Friday, July 12, 2013

Spinning Vinyl

It's been a while since I've documented a trip through the stacks. In the interest of transparency, this "session" took place over two days, with my lovely wife along for the ride on the second day.

I started out with Hot Tuna 1970, a traditional acoustic blues from Jorma Kaukonen and Jack Cassidy (from Jefferson Aitplane) that still sounds great today. Hesitation Blues, How Long Blues, Death Don't Have No Mercy, side one is hot.

From there I got more current with The Jayhawks Mockingbird Time 2011. A reunion of the classic line-up with Karen Grotberg, and an unusually good reunion effort, rivaling they're best work. Closer To Your Side and She Walks In So Many ways were standouts.

Side two of The Jimi Hendrix Experience 1967 never ceases to amaze. From there I listened to David Crosby's Almost Cut My Hair from Crosby, Stills, Nash & Young's Deja Vu 1970, one of Crosby's finer moments.
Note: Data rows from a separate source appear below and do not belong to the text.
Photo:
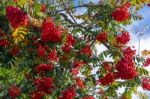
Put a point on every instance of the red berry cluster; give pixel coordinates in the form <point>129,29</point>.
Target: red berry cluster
<point>80,83</point>
<point>52,56</point>
<point>107,66</point>
<point>148,4</point>
<point>50,32</point>
<point>88,97</point>
<point>126,69</point>
<point>102,37</point>
<point>14,91</point>
<point>107,79</point>
<point>129,53</point>
<point>44,84</point>
<point>43,8</point>
<point>4,43</point>
<point>146,83</point>
<point>43,67</point>
<point>37,95</point>
<point>147,62</point>
<point>122,13</point>
<point>41,50</point>
<point>86,51</point>
<point>16,17</point>
<point>69,93</point>
<point>76,67</point>
<point>123,38</point>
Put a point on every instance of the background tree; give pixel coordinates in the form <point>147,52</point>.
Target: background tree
<point>46,52</point>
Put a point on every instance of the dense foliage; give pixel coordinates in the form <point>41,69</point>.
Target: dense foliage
<point>48,50</point>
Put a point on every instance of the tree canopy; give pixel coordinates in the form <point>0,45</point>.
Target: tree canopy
<point>48,50</point>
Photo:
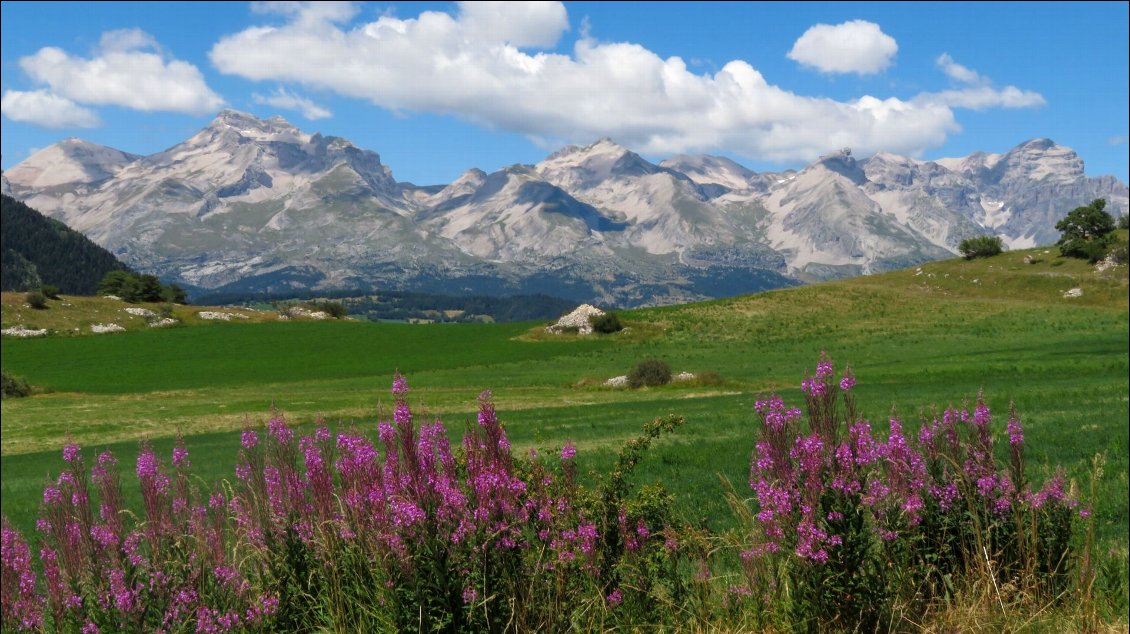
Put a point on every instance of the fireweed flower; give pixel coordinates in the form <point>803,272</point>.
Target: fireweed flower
<point>71,452</point>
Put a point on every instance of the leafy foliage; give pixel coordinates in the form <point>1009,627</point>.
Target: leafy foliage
<point>133,288</point>
<point>848,531</point>
<point>1086,232</point>
<point>650,373</point>
<point>336,310</point>
<point>606,323</point>
<point>37,250</point>
<point>981,246</point>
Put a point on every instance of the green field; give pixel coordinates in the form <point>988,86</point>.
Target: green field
<point>915,339</point>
Then I got all bluesy. I listened to Southside Johnny and the Asbury Jukes' fairly recent Messin' With The Blues 2001, and I mean it when I say this guy's still got it (at least he did 12 years ago). It's remarkable, and the title track and Tell 'Em I'm Broke were killer, with knock-out harmonica on both. Then it's on to Born Under A Bad Sign 1967. I took in side two, which had been a while, and Almost Lost My Mind and The Very Thought Of you rocked. The record is pretty much the definition of blues music.

I've always liked T-Bone Burnett's Trap Door from 1982, and I listened to the entire six-song EP. It's a perfect slice of pop-rock from a basic four-piece band and fabulous songwriting. It's a shame Burnett never did it this way again. While into the pop scene, I listened to side two of The Beatles 1969. Aside from Harrison's embarrassing Piggies, it'd got fine tunes from both Lennon (I'm So Tired, Julia) and McCartney (Blackbird, Rocky Raccoon).
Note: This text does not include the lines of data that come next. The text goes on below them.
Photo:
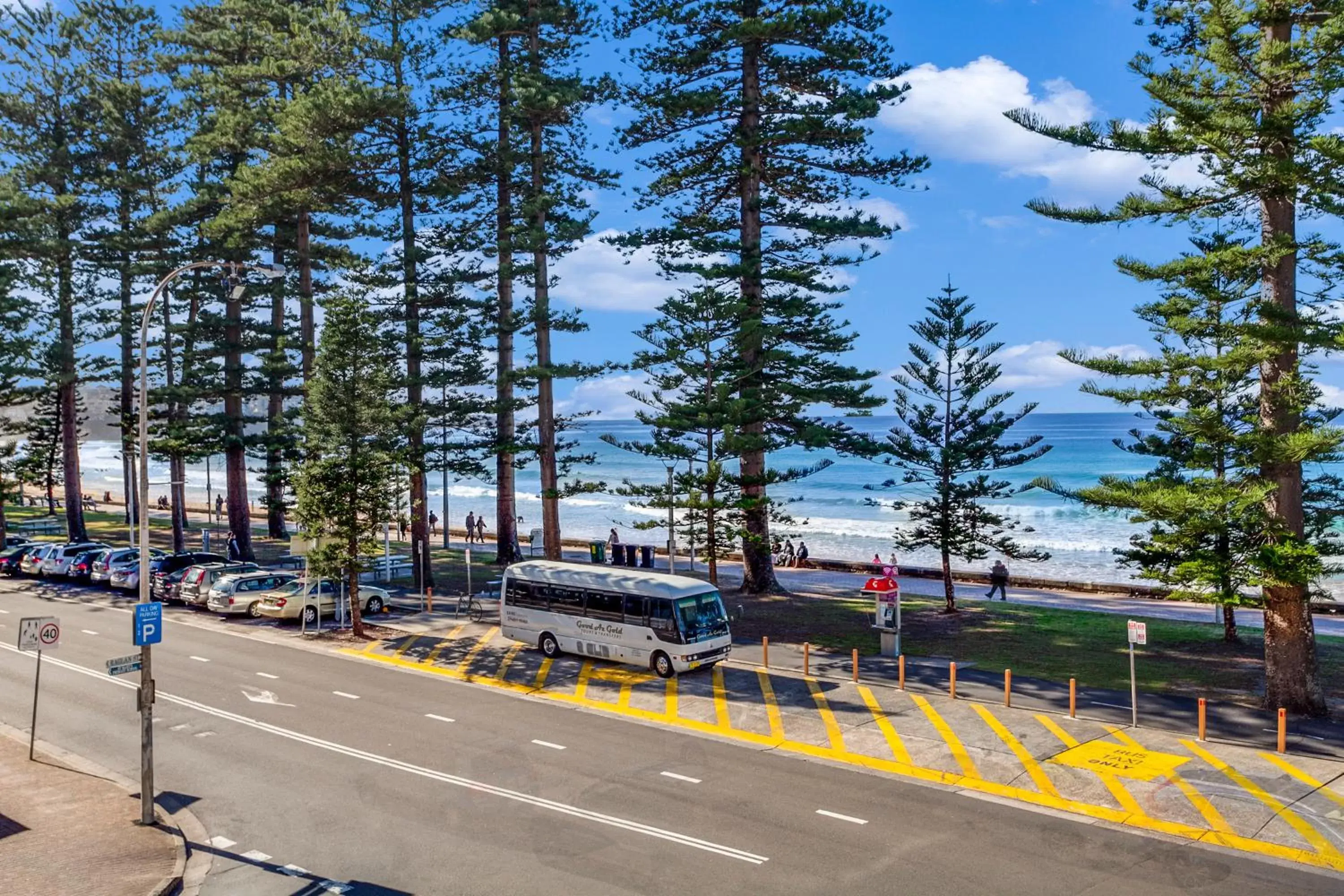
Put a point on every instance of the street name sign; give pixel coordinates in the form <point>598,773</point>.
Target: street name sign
<point>39,633</point>
<point>150,624</point>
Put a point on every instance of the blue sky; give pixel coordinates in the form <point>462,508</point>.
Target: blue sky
<point>1049,285</point>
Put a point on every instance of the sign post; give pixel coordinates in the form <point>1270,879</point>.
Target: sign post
<point>38,633</point>
<point>1137,634</point>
Back to blues-rock for The Allman Brothers' Eat A Peach 1972. I always liked One Way Out. I listened to Bill Champlin doing What Good Is Love from Single 1978, his first solo effort, and even if it sounds too much like Earth, Wing, and Fire, it's still good.

Then it's back to blues for Bob Dylan's Modern Times 2006. I've said it before that Dylan has been experiencing an artistic Renaissance of late, and this is a smoking hot record. Thunder On The Mountain and Rollin' And Tumblin' are just superb, as is Someday Baby. That rasp of a voice still carries more weight than most singers half his age.

Lindsey Buckingham's Go Insane from 1984 is a real ear candy treat. I Want You, Go Insane , and Slow Dancing all thrive on Buckingham's studio smarts, but they're also great tunes.

And why not end the evening mellow, with Jack Johnson In Between Dreams 2005. Better Together you have to like if you have any romance in you. But Good People and Sitting, Waiting, Wishing are also solid gold. I haven't bought any other Jack Johnson records because this one is so good. That's not really like me.

Old and new. The Hendrix and Albert King are both available on new remastered vinyl, and they sound great.